Others identified by their attorneys as being force-fed include:
• Shaker Aamer, 46, a Saudi-born former British resident whom the Obama administration disclosed last year has been cleared for release
• Tariq Ba Awdah, 34, a Yemeni man whose lawyer says he’s been on an uninterrupted hunger strike since February 2007. “I haven’t tasted food for over six years,” he wrote his lawyer, Farah, this week. “The feeding tube has been introduced into my nose and snaked into my stomach thousands and thousands of times.” He has never been charged with a crime at Guantánamo’s war court, and his status is not known.
• Jihad Diyab, 41, a Syrian man whom the Obama administration disclosed last year has been cleared for release.

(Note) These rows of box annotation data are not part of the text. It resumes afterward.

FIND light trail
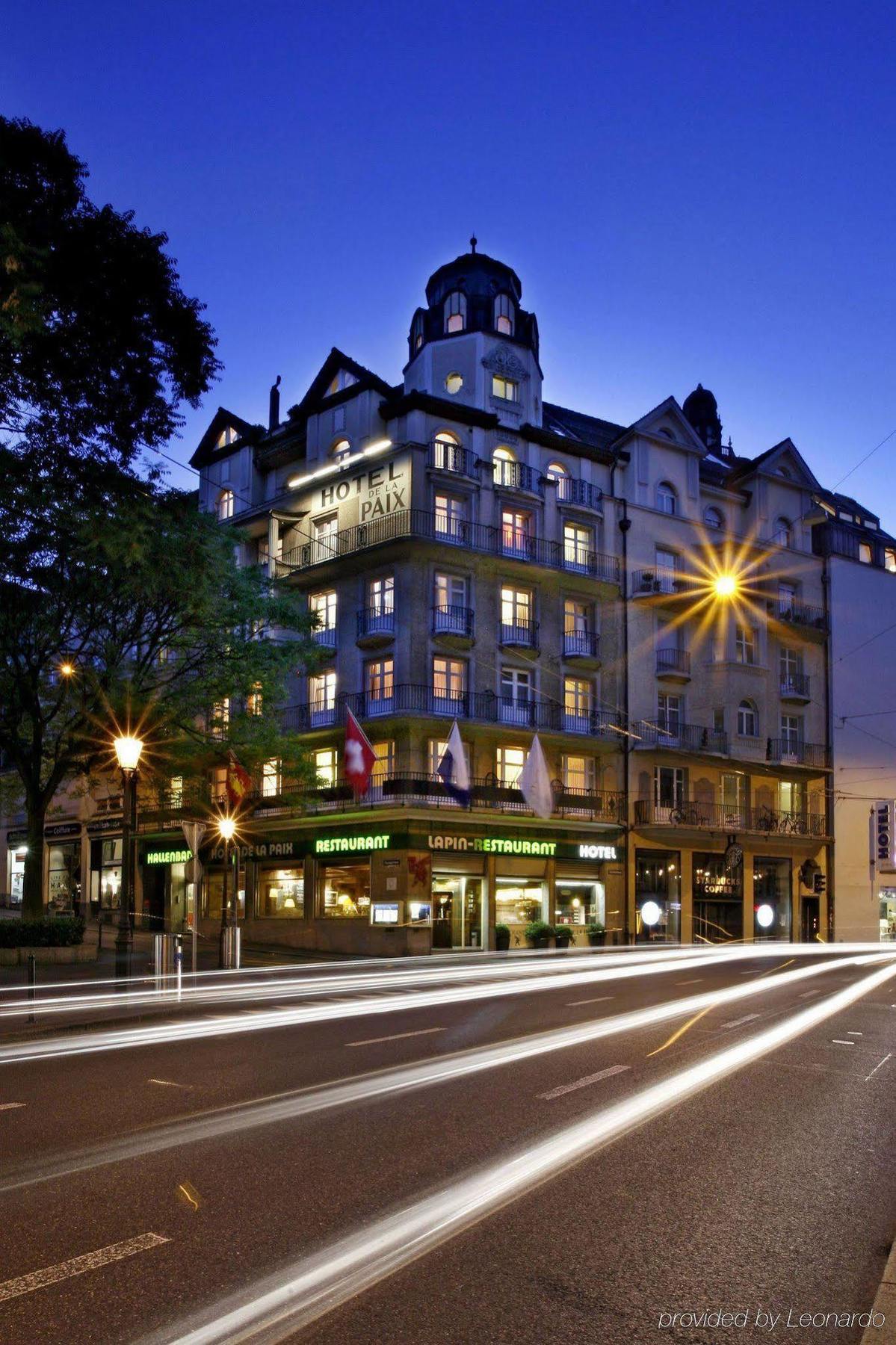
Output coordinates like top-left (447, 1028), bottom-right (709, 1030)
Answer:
top-left (0, 953), bottom-right (882, 1194)
top-left (144, 965), bottom-right (896, 1345)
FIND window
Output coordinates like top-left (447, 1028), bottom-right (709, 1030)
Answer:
top-left (432, 658), bottom-right (467, 713)
top-left (495, 746), bottom-right (526, 788)
top-left (491, 448), bottom-right (519, 486)
top-left (308, 671), bottom-right (336, 728)
top-left (445, 289), bottom-right (467, 333)
top-left (563, 676), bottom-right (592, 733)
top-left (434, 495), bottom-right (467, 542)
top-left (563, 523), bottom-right (595, 573)
top-left (501, 508), bottom-right (531, 558)
top-left (772, 518), bottom-right (794, 546)
top-left (432, 429), bottom-right (460, 472)
top-left (657, 481), bottom-right (678, 514)
top-left (495, 294), bottom-right (516, 336)
top-left (365, 659), bottom-right (394, 714)
top-left (261, 757), bottom-right (279, 799)
top-left (315, 748), bottom-right (339, 785)
top-left (491, 374), bottom-right (519, 402)
top-left (738, 701), bottom-right (758, 738)
top-left (501, 667), bottom-right (533, 723)
top-left (657, 691), bottom-right (684, 740)
top-left (735, 625), bottom-right (756, 663)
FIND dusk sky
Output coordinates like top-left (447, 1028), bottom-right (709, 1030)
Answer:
top-left (3, 0), bottom-right (896, 519)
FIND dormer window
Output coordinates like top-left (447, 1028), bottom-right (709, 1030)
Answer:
top-left (495, 294), bottom-right (516, 336)
top-left (445, 289), bottom-right (467, 333)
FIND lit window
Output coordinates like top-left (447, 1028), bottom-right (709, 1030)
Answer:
top-left (495, 294), bottom-right (516, 336)
top-left (445, 289), bottom-right (467, 333)
top-left (738, 701), bottom-right (758, 738)
top-left (491, 374), bottom-right (519, 402)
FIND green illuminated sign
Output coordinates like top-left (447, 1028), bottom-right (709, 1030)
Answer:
top-left (315, 835), bottom-right (390, 854)
top-left (143, 850), bottom-right (192, 864)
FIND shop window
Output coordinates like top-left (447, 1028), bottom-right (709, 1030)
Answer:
top-left (318, 862), bottom-right (370, 920)
top-left (259, 869), bottom-right (306, 920)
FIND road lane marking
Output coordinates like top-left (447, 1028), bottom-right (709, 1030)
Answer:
top-left (346, 1027), bottom-right (445, 1046)
top-left (0, 1234), bottom-right (171, 1303)
top-left (538, 1066), bottom-right (631, 1098)
top-left (865, 1051), bottom-right (893, 1083)
top-left (723, 1012), bottom-right (758, 1027)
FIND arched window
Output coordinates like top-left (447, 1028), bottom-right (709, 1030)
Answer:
top-left (495, 294), bottom-right (516, 336)
top-left (772, 516), bottom-right (794, 546)
top-left (432, 429), bottom-right (460, 472)
top-left (738, 701), bottom-right (758, 738)
top-left (491, 445), bottom-right (516, 486)
top-left (445, 289), bottom-right (467, 333)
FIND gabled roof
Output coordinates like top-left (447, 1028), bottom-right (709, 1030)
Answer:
top-left (190, 406), bottom-right (265, 467)
top-left (289, 346), bottom-right (392, 420)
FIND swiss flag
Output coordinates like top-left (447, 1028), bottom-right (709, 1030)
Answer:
top-left (339, 710), bottom-right (377, 799)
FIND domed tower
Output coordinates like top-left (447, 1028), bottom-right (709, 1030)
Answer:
top-left (682, 383), bottom-right (721, 452)
top-left (405, 238), bottom-right (543, 427)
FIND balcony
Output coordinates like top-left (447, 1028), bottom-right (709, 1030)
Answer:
top-left (492, 457), bottom-right (545, 498)
top-left (356, 607), bottom-right (395, 649)
top-left (277, 508), bottom-right (619, 584)
top-left (635, 721), bottom-right (728, 756)
top-left (432, 602), bottom-right (475, 649)
top-left (427, 444), bottom-right (479, 480)
top-left (557, 476), bottom-right (604, 515)
top-left (563, 631), bottom-right (600, 663)
top-left (780, 672), bottom-right (812, 705)
top-left (501, 620), bottom-right (538, 649)
top-left (635, 799), bottom-right (826, 839)
top-left (765, 738), bottom-right (829, 770)
top-left (657, 649), bottom-right (690, 682)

• Nabil Hadjarab, 33, an Algerian man whom the Obama administration disclosed last year has been cleared for release.
• Yasin Ismael, in his 30s, a Yemeni man who has never been charged with a crime and whose status is not known
• Fayez al Kandari, 35, a Kuwaiti, who at one point was considered for prosecution at the Guantánamo war court.
• Samir Mukbel, a Yemeni is in his 30s whose attorney helped him tell his story recently in a column published in The New York Times. His name is not among those the Obama administration has disclosed as cleared for release, and his status is not known.
Hunger strike figures have been rising steadily since April 13, when soldiers stormed inside Guantánamo’s showcase communal prison and put nearly every captive at the prison camps complex under lockdown.
Before the lockdown, the military counted 43 of the 166 men as hunger strikers.
The prison camps spokesman, House, said Friday afternoon that the 54 captives added to the hunger-strike roll since then had hidden their hunger strike from the prison by obscuring their cell surveillance cameras, the reason for the April 13 raid.
“All of the detainees who are considered hunger strikers were previously hunger striking,” House said, “but could not be observed or placed under medical care because they had covered or broken the cameras” at Guantánamo’s communal Camp 6.
The prison camps in Cuba have been wracked by hunger strikes almost from the start. The Pentagon set up the offshore detention center in January 2002. But the most widespread known hunger strike took place in 2005 when, according to House, “we had a detainee population of 575 detainees with 142 detainees choosing to hunger strike in July.”
On average, he said, 30 detainees were “being enteral fed,” the Guantánamo term for the process of snaking a tube up a captive’s nose, down the back of his throat and into his stomach before pumping in a can of nutritional supplement.